As famílias dos desaparecidos balançam entre a quase certeza e uma réstia de esperança. Apesar da ansiedade natural, os moradores de Bencatel ouvidos pelo Observador compreendem que é possível que tenham esperar dias, ou até semanas, para poderem velar os corpos dos familiares e amigos. Todos os passos são delicados, levam tempo e exigem cuidados redobrados. Foi isso, aliás, que explicou o comandante da Proteção Civil, José Ribeiro, que reforçou que as circunstâncias em que decorrem os trabalhos são muito complexas: “O perímetro é muito instável, com elevado risco de deslizamento de massas, que se foi verificando ao longo do dia e que foi agravada com a precipitação que ocorreu durante a tarde.”

Não por acaso, depois da visita de 15 minutos que fez ao local, o Presidente da República deixou uma mensagem principal: É preciso ter “paciência” porque o risco para as operações de resgate exige “bom senso” no plano para retirar as vítimas daquele local.

Cedo ou tarde, e caso se confirme que os dois cunhados seguiam na carrinha arrastada pela derrocada, a mãe de Carlos nunca saberá que o filho morreu.
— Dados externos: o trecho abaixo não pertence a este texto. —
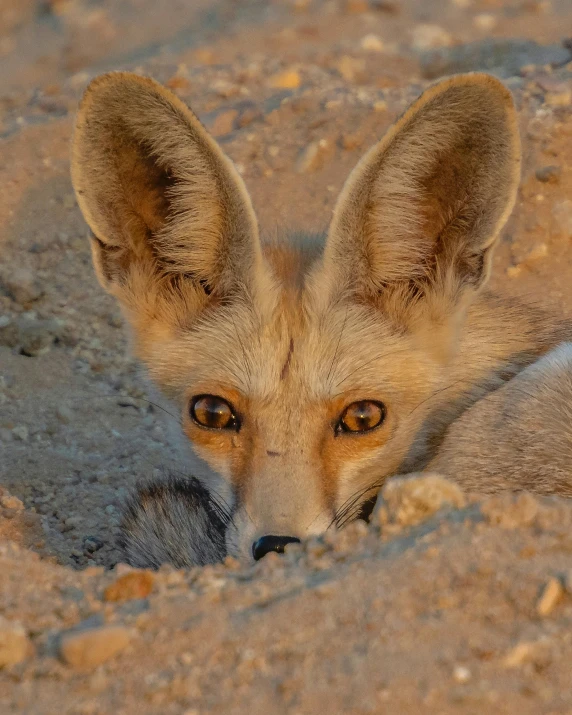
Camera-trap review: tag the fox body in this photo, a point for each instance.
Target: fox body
(307, 373)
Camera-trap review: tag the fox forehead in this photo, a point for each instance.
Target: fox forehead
(285, 346)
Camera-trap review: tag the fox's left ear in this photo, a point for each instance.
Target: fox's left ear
(421, 212)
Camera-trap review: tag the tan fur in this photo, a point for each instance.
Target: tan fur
(392, 310)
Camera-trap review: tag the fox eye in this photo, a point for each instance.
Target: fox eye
(362, 416)
(214, 412)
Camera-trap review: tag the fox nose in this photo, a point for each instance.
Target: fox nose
(265, 544)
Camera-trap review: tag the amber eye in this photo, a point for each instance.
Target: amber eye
(214, 412)
(362, 416)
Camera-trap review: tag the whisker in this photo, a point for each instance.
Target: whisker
(368, 362)
(437, 392)
(338, 344)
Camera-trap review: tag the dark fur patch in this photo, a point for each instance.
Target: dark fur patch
(173, 520)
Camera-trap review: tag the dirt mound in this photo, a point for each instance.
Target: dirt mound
(466, 610)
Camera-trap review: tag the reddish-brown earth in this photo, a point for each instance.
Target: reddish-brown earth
(463, 613)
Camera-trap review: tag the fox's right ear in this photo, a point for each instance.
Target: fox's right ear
(172, 221)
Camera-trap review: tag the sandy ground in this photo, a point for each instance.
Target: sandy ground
(463, 613)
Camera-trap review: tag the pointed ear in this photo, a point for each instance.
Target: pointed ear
(420, 213)
(172, 221)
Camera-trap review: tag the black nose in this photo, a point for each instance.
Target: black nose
(271, 543)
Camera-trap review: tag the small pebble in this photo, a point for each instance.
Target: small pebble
(290, 79)
(11, 502)
(137, 584)
(22, 285)
(550, 597)
(461, 674)
(372, 43)
(86, 649)
(14, 643)
(428, 37)
(223, 123)
(485, 22)
(64, 414)
(549, 174)
(21, 432)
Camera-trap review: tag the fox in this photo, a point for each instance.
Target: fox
(305, 373)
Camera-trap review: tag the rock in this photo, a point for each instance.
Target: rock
(351, 68)
(86, 649)
(312, 156)
(351, 141)
(33, 336)
(549, 598)
(426, 37)
(562, 213)
(290, 79)
(538, 653)
(21, 285)
(64, 414)
(485, 21)
(562, 98)
(549, 174)
(503, 57)
(20, 432)
(137, 584)
(179, 83)
(540, 250)
(223, 123)
(91, 544)
(14, 643)
(356, 7)
(410, 500)
(391, 7)
(10, 502)
(248, 112)
(372, 43)
(461, 674)
(509, 511)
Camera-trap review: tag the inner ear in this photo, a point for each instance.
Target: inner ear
(158, 193)
(422, 210)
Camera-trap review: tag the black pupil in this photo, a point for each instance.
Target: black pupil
(364, 415)
(212, 412)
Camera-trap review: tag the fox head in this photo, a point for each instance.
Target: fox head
(302, 379)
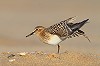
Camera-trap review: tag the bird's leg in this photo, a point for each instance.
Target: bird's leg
(58, 48)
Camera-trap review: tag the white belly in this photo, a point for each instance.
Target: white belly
(54, 40)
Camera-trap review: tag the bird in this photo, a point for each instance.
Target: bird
(58, 32)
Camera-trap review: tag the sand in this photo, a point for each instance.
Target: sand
(68, 58)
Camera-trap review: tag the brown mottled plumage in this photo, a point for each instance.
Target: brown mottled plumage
(60, 31)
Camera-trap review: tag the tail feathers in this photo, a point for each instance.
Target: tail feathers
(77, 26)
(77, 33)
(80, 32)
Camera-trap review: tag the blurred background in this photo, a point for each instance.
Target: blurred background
(19, 17)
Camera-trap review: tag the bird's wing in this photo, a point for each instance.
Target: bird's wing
(61, 29)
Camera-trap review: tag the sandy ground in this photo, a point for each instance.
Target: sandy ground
(68, 58)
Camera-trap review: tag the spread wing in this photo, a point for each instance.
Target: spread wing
(61, 29)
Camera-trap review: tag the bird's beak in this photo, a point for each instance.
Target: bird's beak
(31, 33)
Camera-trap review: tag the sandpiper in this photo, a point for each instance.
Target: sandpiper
(59, 32)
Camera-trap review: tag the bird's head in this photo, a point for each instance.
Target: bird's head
(37, 30)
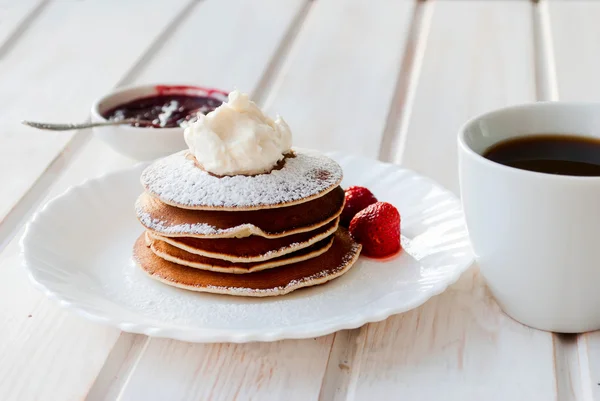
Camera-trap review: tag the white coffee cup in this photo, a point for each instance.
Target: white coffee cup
(536, 235)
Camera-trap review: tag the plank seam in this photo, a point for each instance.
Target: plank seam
(545, 65)
(396, 127)
(25, 207)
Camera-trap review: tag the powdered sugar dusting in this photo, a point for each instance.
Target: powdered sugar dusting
(166, 228)
(315, 278)
(176, 180)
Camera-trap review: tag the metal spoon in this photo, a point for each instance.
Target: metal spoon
(89, 124)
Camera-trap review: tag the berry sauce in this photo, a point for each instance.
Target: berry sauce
(163, 111)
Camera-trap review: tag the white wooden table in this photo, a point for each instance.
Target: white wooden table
(389, 79)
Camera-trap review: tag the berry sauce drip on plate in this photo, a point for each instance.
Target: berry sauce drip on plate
(163, 111)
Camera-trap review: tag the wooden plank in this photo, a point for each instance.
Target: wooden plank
(574, 34)
(60, 353)
(43, 349)
(335, 88)
(14, 19)
(68, 57)
(332, 49)
(467, 72)
(459, 345)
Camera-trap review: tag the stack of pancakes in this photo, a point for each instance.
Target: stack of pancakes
(260, 235)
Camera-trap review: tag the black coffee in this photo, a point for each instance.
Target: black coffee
(552, 154)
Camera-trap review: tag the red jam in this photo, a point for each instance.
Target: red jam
(163, 110)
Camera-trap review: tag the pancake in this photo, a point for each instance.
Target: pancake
(169, 221)
(333, 263)
(248, 249)
(176, 180)
(181, 257)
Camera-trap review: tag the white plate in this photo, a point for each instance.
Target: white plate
(77, 249)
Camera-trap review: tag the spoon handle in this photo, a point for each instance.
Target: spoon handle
(67, 127)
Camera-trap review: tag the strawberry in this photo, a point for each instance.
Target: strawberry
(357, 198)
(377, 228)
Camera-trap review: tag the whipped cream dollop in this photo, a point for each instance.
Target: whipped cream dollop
(237, 138)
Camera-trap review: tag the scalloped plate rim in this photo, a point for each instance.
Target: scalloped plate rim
(306, 330)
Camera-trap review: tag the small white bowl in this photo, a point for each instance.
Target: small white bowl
(144, 143)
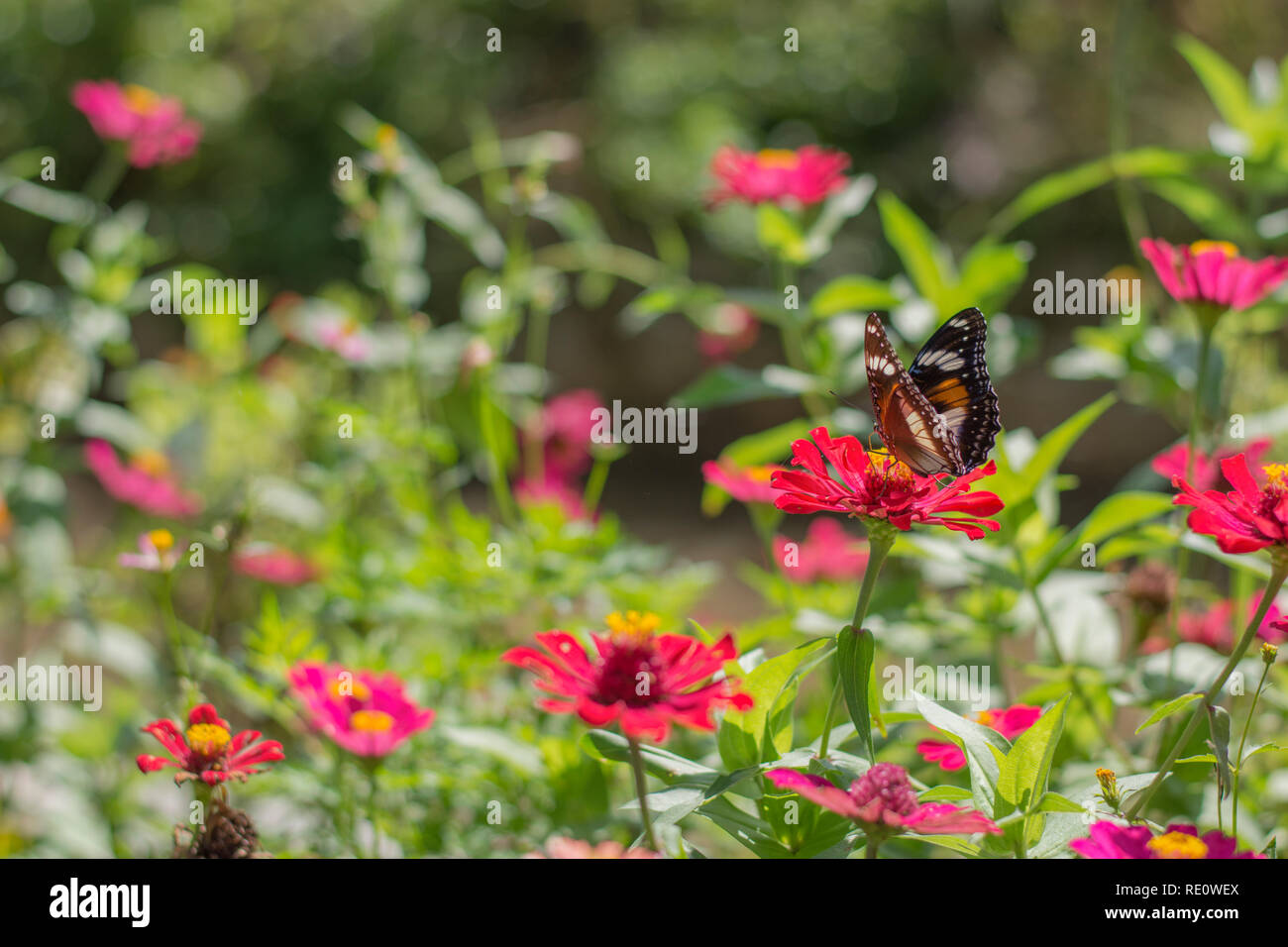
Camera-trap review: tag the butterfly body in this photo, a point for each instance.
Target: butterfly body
(940, 414)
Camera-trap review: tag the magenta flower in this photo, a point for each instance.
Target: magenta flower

Tem alzheimer e a família optou por não lhe contar. Alguns moradores de Bencatel, reunidos à frente da porta da Associação Recreativa Bencatelence, duvidam, porém, que a mulher nunca descubra. Acreditam que vai acabar por sentir a sua falta e perguntar por ele. Se não for por mais, será pelo hábito: [O Carlos] costuma receber a mãe no centro de dia às sete horas. Na segunda-feira, não apareceu.”